Zeit.Raum, Slot I, Vol. 52#
Das glückliche Gehirn#
von Monika LaferDer Ausschnitt eines bunten Wollknäuels ist stark vergrößert zu sehen. Es ist ein Bommel, der aus Wollresten gemacht ist und üblicherweise auf Hauben befestigt wird. Das Passepartout der Buntstiftzeichnung ist gestrickt – aufgrund der fehlenden Verfügbarkeit eines Papierpassepartouts.
Manche Leute meinten, die bunten Fäden erinnerten an Gehirnwindungen.

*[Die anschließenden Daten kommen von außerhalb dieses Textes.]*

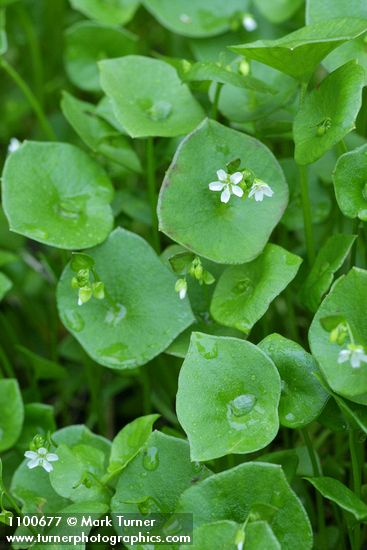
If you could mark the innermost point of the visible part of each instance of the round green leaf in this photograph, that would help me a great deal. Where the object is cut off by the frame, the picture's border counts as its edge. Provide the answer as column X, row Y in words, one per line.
column 347, row 299
column 251, row 488
column 117, row 12
column 237, row 413
column 350, row 182
column 241, row 105
column 56, row 194
column 244, row 292
column 87, row 43
column 154, row 480
column 320, row 112
column 196, row 17
column 98, row 134
column 225, row 233
column 144, row 313
column 302, row 398
column 12, row 413
column 148, row 97
column 330, row 258
column 300, row 52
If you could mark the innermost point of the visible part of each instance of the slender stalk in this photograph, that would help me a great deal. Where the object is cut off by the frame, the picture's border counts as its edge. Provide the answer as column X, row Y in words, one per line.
column 34, row 50
column 32, row 100
column 306, row 203
column 152, row 191
column 218, row 90
column 317, row 473
column 357, row 480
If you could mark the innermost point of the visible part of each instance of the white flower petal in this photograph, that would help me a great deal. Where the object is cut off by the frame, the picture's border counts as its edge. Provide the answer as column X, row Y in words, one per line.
column 226, row 194
column 222, row 175
column 30, row 454
column 33, row 463
column 216, row 186
column 236, row 190
column 52, row 457
column 47, row 466
column 236, row 178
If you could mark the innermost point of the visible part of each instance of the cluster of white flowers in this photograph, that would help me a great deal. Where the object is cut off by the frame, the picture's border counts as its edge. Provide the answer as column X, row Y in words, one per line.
column 41, row 457
column 354, row 354
column 229, row 184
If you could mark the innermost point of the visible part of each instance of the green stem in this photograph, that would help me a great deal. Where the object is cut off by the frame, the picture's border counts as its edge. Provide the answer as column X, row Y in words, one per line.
column 34, row 50
column 218, row 90
column 152, row 191
column 28, row 94
column 307, row 216
column 357, row 480
column 317, row 473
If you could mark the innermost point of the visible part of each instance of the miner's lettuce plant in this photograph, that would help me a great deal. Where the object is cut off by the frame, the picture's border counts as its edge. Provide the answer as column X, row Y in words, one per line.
column 183, row 267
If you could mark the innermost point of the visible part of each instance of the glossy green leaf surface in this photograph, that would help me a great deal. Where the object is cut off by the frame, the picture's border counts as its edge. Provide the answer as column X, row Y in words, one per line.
column 321, row 122
column 148, row 97
column 12, row 413
column 334, row 490
column 300, row 52
column 243, row 293
column 142, row 301
column 225, row 233
column 117, row 12
column 350, row 177
column 86, row 44
column 238, row 413
column 302, row 398
column 330, row 258
column 348, row 299
column 56, row 194
column 98, row 134
column 195, row 18
column 257, row 488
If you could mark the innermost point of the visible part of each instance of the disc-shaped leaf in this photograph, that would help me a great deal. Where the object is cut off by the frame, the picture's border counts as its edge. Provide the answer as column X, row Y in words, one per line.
column 350, row 182
column 195, row 18
column 300, row 52
column 98, row 134
column 347, row 300
column 244, row 292
column 238, row 411
column 117, row 12
column 330, row 258
column 56, row 194
column 321, row 122
column 148, row 97
column 302, row 398
column 143, row 313
column 251, row 488
column 12, row 413
column 225, row 233
column 154, row 480
column 87, row 43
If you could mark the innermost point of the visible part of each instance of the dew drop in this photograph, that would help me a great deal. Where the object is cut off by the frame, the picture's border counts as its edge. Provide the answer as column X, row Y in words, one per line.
column 151, row 459
column 74, row 320
column 242, row 404
column 115, row 354
column 207, row 348
column 115, row 315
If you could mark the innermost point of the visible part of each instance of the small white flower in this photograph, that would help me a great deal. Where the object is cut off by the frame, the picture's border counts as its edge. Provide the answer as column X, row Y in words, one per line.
column 181, row 288
column 249, row 22
column 14, row 145
column 228, row 184
column 260, row 189
column 41, row 457
column 354, row 354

Warum nicht?
Das wiederum rief in mir die Erinnerung an ein Buch wach, wo es um eine Theorie des glücklichen Gehirns ging – der Neurowissenschaftler Richard Davidson hatte hierzu umfassendes Studienmaterial ausgewertet.
Seine Analysen ergaben, dass es vier voneinander unabhängige neuronale Netze („Schaltkreise“) unser dauerhaftes Wohlbefinden steuerten:
- 1) Die Fähigkeit, positive Zustände aufrechtzuerhalten (am besten durch Liebe und Mitgefühl erreichbar)

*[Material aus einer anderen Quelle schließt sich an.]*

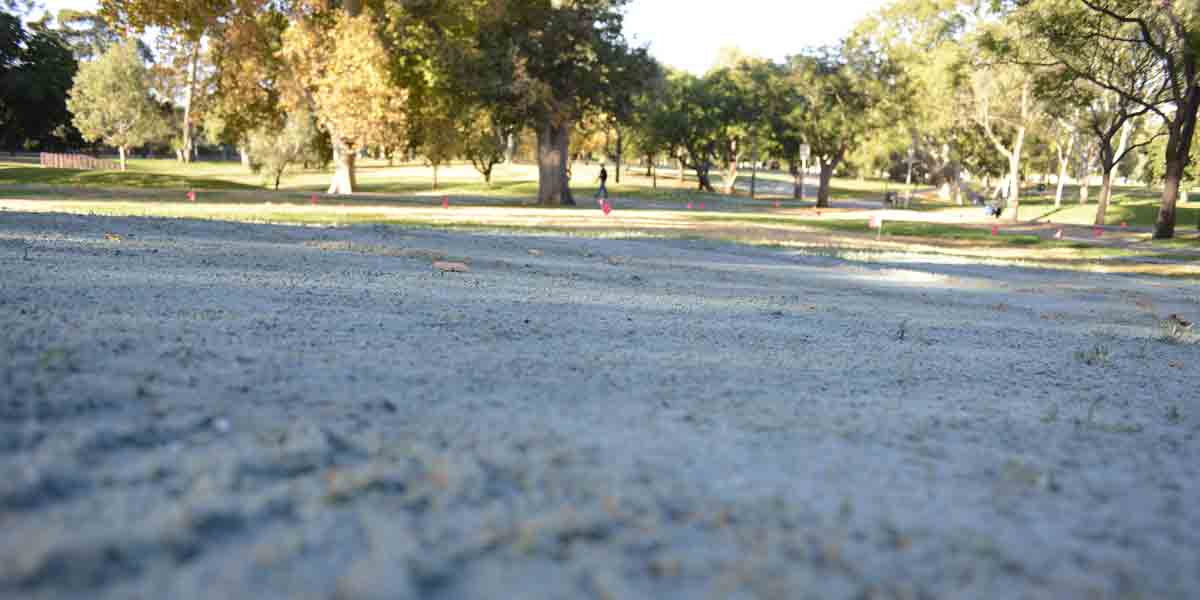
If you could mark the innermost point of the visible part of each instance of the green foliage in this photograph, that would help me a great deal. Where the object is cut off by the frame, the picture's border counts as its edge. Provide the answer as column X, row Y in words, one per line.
column 111, row 100
column 274, row 150
column 36, row 70
column 87, row 33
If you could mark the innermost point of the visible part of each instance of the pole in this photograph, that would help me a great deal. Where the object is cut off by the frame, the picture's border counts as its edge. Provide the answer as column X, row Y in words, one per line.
column 754, row 168
column 804, row 168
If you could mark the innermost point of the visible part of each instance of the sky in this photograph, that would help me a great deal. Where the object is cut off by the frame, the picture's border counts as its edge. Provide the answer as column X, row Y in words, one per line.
column 688, row 34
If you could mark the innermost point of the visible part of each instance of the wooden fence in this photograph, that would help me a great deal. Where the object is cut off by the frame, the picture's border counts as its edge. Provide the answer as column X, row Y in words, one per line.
column 76, row 161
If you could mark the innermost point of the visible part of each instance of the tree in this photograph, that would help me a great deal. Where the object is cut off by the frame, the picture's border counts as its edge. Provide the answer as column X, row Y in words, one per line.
column 36, row 70
column 695, row 125
column 786, row 113
column 87, row 33
column 111, row 101
column 276, row 149
column 849, row 91
column 184, row 27
column 924, row 40
column 243, row 91
column 484, row 141
column 342, row 75
column 1161, row 36
column 438, row 137
column 552, row 63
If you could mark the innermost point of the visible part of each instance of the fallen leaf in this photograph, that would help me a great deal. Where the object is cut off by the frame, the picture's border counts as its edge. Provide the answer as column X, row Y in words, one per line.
column 449, row 267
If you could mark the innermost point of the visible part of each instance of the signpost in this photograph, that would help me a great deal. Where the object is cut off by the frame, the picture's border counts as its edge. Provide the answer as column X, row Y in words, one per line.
column 907, row 181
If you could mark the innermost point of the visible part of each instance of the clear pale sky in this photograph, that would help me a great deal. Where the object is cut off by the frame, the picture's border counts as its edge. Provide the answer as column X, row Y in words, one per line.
column 687, row 34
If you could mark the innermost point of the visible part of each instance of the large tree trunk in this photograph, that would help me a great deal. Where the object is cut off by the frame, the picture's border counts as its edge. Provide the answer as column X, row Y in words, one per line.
column 1164, row 228
column 189, row 94
column 732, row 174
column 1014, row 168
column 553, row 185
column 1102, row 205
column 1179, row 145
column 754, row 165
column 617, row 167
column 702, row 168
column 343, row 169
column 823, row 186
column 1061, row 183
column 1063, row 162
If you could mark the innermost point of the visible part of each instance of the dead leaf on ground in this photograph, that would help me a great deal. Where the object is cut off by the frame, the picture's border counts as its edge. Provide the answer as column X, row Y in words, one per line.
column 450, row 267
column 432, row 255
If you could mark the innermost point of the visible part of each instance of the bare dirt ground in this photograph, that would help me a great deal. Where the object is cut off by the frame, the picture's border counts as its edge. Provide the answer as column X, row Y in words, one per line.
column 210, row 409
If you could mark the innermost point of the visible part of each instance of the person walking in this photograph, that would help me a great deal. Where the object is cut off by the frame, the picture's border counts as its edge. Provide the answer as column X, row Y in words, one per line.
column 604, row 178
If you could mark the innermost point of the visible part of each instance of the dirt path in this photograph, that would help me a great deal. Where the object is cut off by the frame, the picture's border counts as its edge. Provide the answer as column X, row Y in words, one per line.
column 202, row 409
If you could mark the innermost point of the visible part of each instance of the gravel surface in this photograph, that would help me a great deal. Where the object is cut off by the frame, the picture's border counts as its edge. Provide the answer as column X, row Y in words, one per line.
column 209, row 409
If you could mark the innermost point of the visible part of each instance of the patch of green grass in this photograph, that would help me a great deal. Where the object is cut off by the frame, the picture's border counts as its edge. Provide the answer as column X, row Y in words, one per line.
column 900, row 228
column 73, row 178
column 1134, row 208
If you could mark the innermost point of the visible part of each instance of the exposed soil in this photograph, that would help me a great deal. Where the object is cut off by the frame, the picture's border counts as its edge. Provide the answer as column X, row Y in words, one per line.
column 211, row 409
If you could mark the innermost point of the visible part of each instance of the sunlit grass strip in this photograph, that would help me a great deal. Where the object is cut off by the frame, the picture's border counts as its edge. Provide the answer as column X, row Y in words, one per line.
column 664, row 225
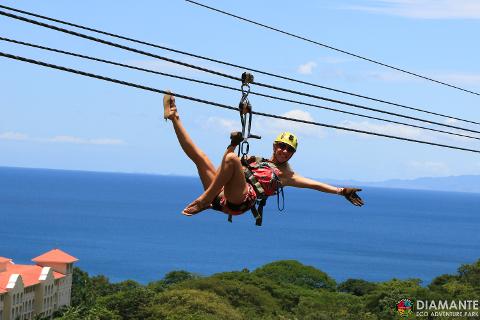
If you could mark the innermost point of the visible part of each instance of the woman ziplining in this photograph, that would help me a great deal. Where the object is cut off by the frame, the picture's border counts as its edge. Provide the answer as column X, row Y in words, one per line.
column 238, row 184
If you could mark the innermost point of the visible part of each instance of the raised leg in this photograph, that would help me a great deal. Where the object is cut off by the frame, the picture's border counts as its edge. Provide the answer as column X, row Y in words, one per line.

- 2) Die Fähigkeit, sich von negativen Zuständen zu erholen (lustigerweise kann das in Punkt 1 genannte Können völlig unabhängig dieser Fähigkeit auftreten. Wie gesagt, völlig voneinander unabhängig)
- 3) Die Fähigkeit, sich zu konzentrieren und wirre Gedanken zu vermeiden (hier leisten viele Meditationstechniken gute Dienste)
- 4) Die Fähigkeit, großzügig zu sein (dieser Schaltkreis ist tatsächlich für nichts anderes zuständig – wir sind sozusagen bereits „ab Werk“ auf Kooperation angelegt)
Quelle: The Dalai Lama Trust, Desmond Tutu, Douglas Abrams, Das Buch der Freude, 2016, München, S.69ff.
Die Zeichnung hält einen Eindruck fest, der genauso flüchtig war wie ein Moment der Freude. Und doch ist es ein Ausgangspunkt für etwas geworden, mit dem ich mich länger beschäftigen wollte (die Arbeit daran hat Monate gedauert). Und auch die Frage, wie ich die Sache mit dem Passepartout lösen wollte, war zu beantworten. Keinesfalls wollte ich mich wieder über hohe Preise inklusive minderwertige Qualität der Rahmung ärgern. Der Leidensdruck war groß genug, dass ich intensiv über Folgerichtigkeit nachdachte und das Passepartout aus Sockenwolle in einem Stück strickte.
Währenddessen hatte ich genug Zeit, mich mit Davidsons vier Schaltkreisen auseinanderzusetzen – Stricken hat ja tatsächlich etwas Meditatives.